Qorei holds talks to cement support for new govt

Israel says 'no' to immunity for Arafat
AFP, Gaza City
Prime minister-designate Ahmed Qorei was holding talks in the Gaza Strip with Palestinian deputies and faction leaders Sunday in a bid to win support for a new government.

Qorei met representatives from the high committee of national and Islamic groups, a body which includes the hardline Hamas and Islamic Jihad movements, Palestinian sources said.

Islamic Jihad officials were at the meeting but Hamas representatives could not be seen, according to an AFP correspondent outside the venue.

Their leaders have gone into hiding after Israel launched an all-out war against the groups, mounting a series of air strikes in Gaza.

Islamic Jihad spokesman Mohammed al-Hindi confirmed that his group "will not participate" in the government but welcomed the opportunity to hold talks with Qorei.

Qorei, who is also known as Abu Ala, earlier met here with local members of the Fatah movement of Palestinian leader Yasser Arafat, and was also expected to hold talks with local members of the Palestinian parliament.

He was nominated by Arafat two weeks to succeed Mahmud Abbas as Palestinian prime minister.

Abu Ala has been seeking to cement support from across the spectrum to avoid the fate of Abbas who quit after a power struggle with Arafat.

Meanwhile, the top Israeli minister who said it would be an option for Yasser Arafat to be killed insisted Saturday that the Palestinian leader should not have "immunity" from reprisals.

Amidst international controversy over Israel's threat to expel Arafat from his West Bank base, Ehud Olmert, Israel's deputy prime minister and trade minister, told a Washington conference on the Middle East that Arafat was "responsible for terror" and should be accountable for his actions.

After the Israeli security cabinet agreed on September 11 to "remove" Arafat, Olmert intensified the international condemnation last week by saying that "liquidation" was also possible.

Olmert has since qualified his comments by stating that killing Arafat was only an option, not that it was being considered.

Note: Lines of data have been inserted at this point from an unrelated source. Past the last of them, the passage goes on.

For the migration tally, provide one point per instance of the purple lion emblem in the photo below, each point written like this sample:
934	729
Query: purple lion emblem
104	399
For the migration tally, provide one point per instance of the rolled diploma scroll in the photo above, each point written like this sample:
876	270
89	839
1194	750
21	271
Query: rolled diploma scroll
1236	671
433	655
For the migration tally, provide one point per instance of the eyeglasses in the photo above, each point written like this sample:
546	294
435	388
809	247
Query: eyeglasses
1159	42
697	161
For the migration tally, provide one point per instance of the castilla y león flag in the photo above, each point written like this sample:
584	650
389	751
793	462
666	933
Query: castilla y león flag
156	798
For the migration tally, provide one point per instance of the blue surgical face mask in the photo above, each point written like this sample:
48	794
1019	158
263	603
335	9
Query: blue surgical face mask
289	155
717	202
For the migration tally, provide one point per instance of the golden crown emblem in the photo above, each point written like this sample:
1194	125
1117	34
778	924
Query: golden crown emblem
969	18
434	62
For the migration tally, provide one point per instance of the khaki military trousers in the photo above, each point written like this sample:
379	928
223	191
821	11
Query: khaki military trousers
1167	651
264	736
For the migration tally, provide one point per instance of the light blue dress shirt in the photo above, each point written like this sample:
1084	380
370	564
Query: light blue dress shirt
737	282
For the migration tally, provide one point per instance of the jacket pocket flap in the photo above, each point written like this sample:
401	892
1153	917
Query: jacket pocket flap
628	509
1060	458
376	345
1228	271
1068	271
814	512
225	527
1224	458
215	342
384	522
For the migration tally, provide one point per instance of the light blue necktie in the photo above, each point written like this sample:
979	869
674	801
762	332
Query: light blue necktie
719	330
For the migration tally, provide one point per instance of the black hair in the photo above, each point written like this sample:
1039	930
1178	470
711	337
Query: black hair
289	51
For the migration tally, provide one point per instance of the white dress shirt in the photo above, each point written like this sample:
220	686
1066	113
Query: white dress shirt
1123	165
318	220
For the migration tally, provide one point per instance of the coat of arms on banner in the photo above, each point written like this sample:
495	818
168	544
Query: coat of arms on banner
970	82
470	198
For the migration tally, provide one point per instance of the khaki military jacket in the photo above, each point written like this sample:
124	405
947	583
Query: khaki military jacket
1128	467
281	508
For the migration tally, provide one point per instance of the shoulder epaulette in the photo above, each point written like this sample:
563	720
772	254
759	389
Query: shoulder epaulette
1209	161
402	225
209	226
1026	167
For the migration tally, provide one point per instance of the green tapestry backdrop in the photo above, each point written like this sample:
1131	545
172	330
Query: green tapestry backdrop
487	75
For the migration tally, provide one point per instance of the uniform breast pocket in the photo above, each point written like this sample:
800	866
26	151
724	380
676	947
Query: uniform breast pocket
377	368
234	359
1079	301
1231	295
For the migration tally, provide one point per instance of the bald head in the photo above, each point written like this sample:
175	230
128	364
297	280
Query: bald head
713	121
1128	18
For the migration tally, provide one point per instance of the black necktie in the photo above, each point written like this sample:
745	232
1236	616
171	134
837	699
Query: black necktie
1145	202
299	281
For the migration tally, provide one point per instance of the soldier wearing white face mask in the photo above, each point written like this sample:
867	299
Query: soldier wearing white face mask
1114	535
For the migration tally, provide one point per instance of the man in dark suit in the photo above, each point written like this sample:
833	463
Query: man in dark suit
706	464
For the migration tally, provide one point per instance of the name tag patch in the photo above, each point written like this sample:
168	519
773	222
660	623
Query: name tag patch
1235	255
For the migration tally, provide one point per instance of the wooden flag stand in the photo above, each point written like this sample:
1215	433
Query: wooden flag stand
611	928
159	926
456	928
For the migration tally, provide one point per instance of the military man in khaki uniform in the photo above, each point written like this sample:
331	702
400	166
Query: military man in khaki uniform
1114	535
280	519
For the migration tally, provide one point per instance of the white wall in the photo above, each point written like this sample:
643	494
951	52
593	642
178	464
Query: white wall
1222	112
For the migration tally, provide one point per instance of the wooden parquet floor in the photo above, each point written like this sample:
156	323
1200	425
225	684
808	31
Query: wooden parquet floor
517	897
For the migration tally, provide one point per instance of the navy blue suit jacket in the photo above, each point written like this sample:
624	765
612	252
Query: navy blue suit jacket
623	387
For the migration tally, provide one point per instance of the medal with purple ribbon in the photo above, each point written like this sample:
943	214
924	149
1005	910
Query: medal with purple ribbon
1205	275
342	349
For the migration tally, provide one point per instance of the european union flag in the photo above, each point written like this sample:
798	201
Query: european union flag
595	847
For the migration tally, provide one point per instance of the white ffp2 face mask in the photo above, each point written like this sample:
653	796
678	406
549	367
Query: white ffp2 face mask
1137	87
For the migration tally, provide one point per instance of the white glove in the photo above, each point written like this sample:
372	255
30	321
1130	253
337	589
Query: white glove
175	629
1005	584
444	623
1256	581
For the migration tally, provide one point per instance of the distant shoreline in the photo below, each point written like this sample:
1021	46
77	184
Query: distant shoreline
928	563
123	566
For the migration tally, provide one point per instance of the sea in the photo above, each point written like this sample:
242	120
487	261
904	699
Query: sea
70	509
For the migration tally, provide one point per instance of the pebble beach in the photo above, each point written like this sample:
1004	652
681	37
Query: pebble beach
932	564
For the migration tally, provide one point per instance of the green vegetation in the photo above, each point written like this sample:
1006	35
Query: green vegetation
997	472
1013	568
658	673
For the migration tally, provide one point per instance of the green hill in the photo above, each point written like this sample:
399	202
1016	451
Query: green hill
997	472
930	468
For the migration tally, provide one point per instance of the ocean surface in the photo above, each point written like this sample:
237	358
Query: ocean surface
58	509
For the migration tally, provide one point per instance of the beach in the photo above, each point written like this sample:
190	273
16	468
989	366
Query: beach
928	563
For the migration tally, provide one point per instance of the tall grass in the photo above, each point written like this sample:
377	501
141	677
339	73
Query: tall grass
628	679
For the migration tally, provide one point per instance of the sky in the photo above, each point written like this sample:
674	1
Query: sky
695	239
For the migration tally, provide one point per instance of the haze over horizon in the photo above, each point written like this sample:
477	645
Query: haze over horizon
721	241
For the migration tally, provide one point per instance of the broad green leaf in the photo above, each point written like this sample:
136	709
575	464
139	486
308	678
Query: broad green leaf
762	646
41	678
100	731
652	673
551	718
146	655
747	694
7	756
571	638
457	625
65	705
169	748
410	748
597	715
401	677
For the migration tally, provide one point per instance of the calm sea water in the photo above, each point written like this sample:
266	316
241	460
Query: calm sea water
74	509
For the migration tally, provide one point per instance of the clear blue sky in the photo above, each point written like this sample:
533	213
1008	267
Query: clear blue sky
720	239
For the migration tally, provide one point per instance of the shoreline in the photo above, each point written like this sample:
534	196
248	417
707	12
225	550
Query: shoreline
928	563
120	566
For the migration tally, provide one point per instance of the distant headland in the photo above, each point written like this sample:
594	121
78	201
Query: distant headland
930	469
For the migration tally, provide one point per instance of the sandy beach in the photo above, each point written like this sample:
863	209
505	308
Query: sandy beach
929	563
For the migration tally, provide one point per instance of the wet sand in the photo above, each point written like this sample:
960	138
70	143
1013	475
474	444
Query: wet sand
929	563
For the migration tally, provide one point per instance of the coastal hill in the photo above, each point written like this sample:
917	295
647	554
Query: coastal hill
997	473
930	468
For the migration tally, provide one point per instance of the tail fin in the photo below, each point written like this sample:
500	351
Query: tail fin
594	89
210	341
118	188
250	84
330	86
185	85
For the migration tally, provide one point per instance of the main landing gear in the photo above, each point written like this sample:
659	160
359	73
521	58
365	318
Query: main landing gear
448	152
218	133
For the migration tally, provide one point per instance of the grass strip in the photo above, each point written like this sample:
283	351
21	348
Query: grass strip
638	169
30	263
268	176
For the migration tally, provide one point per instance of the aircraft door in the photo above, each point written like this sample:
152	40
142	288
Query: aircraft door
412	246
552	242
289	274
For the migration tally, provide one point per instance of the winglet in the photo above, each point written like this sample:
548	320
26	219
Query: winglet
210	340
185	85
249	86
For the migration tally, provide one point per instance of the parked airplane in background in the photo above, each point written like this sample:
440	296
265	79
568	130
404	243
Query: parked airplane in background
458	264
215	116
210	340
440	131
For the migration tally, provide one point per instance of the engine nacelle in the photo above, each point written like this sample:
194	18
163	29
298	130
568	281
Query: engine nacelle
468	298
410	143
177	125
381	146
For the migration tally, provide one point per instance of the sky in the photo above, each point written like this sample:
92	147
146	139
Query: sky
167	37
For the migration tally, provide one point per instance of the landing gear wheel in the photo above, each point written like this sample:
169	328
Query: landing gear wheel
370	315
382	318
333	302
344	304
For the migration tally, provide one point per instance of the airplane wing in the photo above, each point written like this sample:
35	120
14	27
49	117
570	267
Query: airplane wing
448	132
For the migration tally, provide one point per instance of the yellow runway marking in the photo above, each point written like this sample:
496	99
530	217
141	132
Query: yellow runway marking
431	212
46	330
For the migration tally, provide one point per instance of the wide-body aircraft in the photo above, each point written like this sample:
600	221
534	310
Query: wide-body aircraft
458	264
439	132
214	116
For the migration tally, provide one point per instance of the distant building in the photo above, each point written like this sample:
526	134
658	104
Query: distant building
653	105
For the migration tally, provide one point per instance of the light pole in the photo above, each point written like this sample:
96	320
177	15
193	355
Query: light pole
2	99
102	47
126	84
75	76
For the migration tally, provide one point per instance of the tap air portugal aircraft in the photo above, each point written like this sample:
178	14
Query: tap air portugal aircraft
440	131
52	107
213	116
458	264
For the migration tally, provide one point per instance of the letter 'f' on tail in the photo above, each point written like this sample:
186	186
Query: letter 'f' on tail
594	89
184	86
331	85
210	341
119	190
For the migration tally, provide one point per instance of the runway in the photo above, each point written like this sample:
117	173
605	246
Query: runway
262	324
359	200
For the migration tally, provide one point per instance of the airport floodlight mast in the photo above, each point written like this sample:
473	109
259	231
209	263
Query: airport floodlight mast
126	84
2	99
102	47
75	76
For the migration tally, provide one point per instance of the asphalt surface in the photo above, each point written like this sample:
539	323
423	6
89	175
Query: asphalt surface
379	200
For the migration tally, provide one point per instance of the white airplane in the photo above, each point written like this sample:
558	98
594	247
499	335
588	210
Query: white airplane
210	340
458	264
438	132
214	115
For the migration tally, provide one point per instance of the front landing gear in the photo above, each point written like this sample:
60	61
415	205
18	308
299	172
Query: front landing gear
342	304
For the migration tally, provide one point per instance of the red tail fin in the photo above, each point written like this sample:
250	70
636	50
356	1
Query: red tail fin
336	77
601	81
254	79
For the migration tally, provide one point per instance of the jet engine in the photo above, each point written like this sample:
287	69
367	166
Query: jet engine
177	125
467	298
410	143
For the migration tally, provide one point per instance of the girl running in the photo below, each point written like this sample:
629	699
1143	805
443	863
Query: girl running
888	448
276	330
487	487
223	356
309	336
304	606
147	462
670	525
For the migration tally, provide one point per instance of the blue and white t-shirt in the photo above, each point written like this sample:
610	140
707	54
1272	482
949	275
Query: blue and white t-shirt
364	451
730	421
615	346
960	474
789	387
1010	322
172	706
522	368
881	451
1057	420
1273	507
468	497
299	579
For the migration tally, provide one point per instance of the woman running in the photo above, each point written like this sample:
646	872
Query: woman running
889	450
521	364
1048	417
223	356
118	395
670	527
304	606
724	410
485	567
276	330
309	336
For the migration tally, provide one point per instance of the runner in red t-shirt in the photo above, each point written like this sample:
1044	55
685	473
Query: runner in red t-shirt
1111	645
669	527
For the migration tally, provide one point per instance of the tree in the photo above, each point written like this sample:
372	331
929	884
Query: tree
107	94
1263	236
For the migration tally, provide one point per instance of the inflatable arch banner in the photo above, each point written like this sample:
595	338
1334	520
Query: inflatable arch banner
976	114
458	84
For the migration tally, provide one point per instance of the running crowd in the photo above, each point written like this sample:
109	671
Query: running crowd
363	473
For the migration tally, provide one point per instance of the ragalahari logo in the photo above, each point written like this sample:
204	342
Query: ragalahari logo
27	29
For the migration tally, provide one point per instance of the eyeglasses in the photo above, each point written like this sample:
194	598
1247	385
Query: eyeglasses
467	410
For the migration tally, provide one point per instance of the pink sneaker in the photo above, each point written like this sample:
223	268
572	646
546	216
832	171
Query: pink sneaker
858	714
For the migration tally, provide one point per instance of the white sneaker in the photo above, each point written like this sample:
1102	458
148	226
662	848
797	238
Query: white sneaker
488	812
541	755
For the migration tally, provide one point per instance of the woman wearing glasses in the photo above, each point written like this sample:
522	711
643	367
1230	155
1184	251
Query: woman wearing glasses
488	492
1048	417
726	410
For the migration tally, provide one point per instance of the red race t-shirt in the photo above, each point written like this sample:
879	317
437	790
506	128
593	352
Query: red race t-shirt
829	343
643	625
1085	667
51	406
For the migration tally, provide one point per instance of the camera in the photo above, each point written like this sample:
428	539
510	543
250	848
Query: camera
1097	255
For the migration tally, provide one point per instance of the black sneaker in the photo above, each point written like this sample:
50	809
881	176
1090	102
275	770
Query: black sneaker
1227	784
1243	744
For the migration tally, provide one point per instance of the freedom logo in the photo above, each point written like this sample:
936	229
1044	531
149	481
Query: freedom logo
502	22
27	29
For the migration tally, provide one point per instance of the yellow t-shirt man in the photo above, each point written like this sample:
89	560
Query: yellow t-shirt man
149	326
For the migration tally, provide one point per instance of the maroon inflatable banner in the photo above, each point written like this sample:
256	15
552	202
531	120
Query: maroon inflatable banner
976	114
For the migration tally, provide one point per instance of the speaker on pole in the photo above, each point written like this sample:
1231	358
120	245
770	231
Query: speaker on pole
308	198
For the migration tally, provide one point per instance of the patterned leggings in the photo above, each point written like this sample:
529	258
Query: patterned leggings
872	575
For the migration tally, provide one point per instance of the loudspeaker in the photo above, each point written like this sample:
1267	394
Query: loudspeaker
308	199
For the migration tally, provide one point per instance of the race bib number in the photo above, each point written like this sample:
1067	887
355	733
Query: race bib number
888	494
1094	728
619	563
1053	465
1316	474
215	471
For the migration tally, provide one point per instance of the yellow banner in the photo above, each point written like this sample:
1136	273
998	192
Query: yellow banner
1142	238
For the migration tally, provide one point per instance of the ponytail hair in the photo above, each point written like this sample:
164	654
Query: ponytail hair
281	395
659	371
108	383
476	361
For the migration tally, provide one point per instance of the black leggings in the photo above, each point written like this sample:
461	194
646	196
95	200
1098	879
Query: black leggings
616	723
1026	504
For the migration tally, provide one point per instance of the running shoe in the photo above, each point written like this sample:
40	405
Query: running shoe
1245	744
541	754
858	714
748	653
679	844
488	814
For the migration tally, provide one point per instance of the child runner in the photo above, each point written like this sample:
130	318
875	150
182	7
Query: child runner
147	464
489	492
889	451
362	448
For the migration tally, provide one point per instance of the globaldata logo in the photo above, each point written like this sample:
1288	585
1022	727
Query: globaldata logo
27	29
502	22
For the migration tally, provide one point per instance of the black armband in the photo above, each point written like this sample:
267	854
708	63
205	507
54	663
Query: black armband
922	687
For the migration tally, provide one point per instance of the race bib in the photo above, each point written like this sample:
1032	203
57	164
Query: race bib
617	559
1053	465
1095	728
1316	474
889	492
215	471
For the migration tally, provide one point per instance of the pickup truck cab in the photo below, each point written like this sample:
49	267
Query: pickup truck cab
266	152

But he took the Palestinian Authority leader in his sights again at the conference organised by the Washington Institute for Near East Policy.

Olmert said many people around the world now accept that "Arafat is now the single stumbling block" to peace and that he "sabotaged" the government of Palestinian prime minister Mahmud Abbas and had "inspired" and financed "terrorist action against Israel".

"Does he deserve to entertain immunity?" said the deputy to Israeli Prime Minister Ariel Sharon.

"Do we have to wait for more Israelis to be killed, brutally murdered in our cities, more fathers and daughters butchered on the eve of weddings, before we point the finger at the person who can stop it," Olmert said.

Arafat was defended by Nabil Abil, the Palestinian information minister, who warned that Palestinians would respond to any "aggression" against the leader with "counter results".

"Yasser Arafat is an elected leader of the Palestinian people. He is not the one giving orders for the killing of children. Stop this propaganda," Abil replied before the audience of US government officials, foreign diplomats and academics.